Tickets for this FREE Alice Tully Hall concert will be available beginning November 4 at the Janet and Leonard Kramer Box Office at Juilliard. Box Office hours are Monday through Friday from 11 AM to 6 PM. For further information, call (212) 769-7406 or go to www.juilliard.edu.
Samuel Barber composed his Symphony No. 1 in One Movement, Op. 9 during the winter of 1935-36 in Rome while he was living there as recipient of the American Prix de Rome. The work had its premiere at the Adriano Theater in Rome with the Augusteo Orchestra conducted by Bernardino Molinari. Barber revised the score in 1942, and the new version was introduced by the New York Philharmonic with conductor Bruno Walter on April 16, 1942.
Bohuslav Martinů completed his Oboe Concerto in 1955. The work was composed for Jiří Tancibudek, oboist of the Czech Philharmonic Orchestra, who emigrated to Australia in 1950 and premiered the work in Sydney and also played it in Europe. František Hanták premiered the concerto in Czechoslovakia in 1960.
Beethoven's Symphony No. 6 in F Major, Op. 68, "Pastoral" was written during the fall of 1807 and spring of 1080 and overlapped with the Fifth Symphony. They were published within weeks of one another and premiered together, the only time Beethoven premiered two symphonies together. The date of the premiere was December 22, 1808 at the Theater an der Wien. The work, in five movements, captures Beethoven's love of nature and his walks in the countryside outside of Vienna. The Juilliard Manuscript Collection contains early additions of Beethoven's symphonies. These are housed at Juilliard and available online at www.juilliardmanuscriptcollection.org.

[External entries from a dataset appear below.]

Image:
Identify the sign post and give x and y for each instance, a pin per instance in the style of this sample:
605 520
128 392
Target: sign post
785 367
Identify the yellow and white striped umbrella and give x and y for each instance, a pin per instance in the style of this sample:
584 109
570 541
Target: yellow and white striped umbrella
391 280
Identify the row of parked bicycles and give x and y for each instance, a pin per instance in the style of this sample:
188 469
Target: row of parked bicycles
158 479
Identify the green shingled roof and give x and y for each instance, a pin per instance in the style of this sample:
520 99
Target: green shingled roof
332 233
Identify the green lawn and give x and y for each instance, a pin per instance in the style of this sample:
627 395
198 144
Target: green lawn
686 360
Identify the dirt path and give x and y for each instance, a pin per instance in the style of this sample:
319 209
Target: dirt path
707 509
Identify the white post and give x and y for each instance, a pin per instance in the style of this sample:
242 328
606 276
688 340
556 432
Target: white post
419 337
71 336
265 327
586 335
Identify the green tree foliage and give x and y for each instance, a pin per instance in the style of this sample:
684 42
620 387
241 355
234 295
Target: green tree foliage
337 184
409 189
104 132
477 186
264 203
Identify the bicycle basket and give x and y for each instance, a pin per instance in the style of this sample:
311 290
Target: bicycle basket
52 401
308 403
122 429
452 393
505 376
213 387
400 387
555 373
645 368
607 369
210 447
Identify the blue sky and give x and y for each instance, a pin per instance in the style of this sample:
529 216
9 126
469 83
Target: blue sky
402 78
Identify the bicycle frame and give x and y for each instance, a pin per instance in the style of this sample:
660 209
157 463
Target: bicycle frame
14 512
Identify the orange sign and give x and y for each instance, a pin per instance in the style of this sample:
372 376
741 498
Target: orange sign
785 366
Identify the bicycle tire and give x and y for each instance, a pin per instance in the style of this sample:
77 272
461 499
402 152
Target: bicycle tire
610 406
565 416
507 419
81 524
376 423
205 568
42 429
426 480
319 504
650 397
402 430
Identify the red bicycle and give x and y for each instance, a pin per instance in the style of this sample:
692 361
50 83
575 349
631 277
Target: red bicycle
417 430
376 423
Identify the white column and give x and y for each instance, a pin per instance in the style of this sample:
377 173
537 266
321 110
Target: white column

James DePreist is director of conducting and orchestral Studies at Juilliard and the newly-named artistic advisor to the Pasadena Symphony and Pops. He is laureate music director of the Oregon Symphony and served as permanent conductor of the Tokyo Metropolitan Symphony Orchestra from 2005 until 2008.
As a guest conductor, Mr. DePreist has appeared with every major North American orchestra, and internationally, he has conducted in Amsterdam, Berlin, Budapest, Copenhagen, Helsinki, Manchester, Melbourne, Munich, Prague, Rome, Rotterdam, Seoul, Stockholm, Stuttgart, Sydney, Tel Aviv, Tokyo and Vienna. He made his London debut with the London Symphony at the Barbican Centre in April 2005.
Mr. DePreist returned to the Aspen Music Festival in August. In addition to Aspen, he appears regularly with the Boston Symphony at Tanglewood, The Philadelphia Orchestra at the Mann Music Center, and the Juilliard Orchestra at Lincoln Center and Carnegie Hall.
With more than 50 recordings to his credit, Mr. DePreist has a substantial discography. His varied recorded repertoire includes a celebrated Shostakovich series with the Helsinki Philharmonic and 15 recordings with the Oregon Symphony which have helped establish that orchestra as first rank.
Mr. DePreist has been awarded 13 honorary doctorates and is the author of two books of poetry. He is an elected fellow of the American Academy of Arts and Sciences and the Royal Swedish Academy of Music, and is a recipient of the Insignia of Commander of the Order of the Lion of Finland, the Medal of the City of Québec and is an Officer of the Order of Cultural Merit of Monaco. In 2005, James DePreist was presented with the Presidential National Medal of Arts, the nation's highest honor for artistic excellence.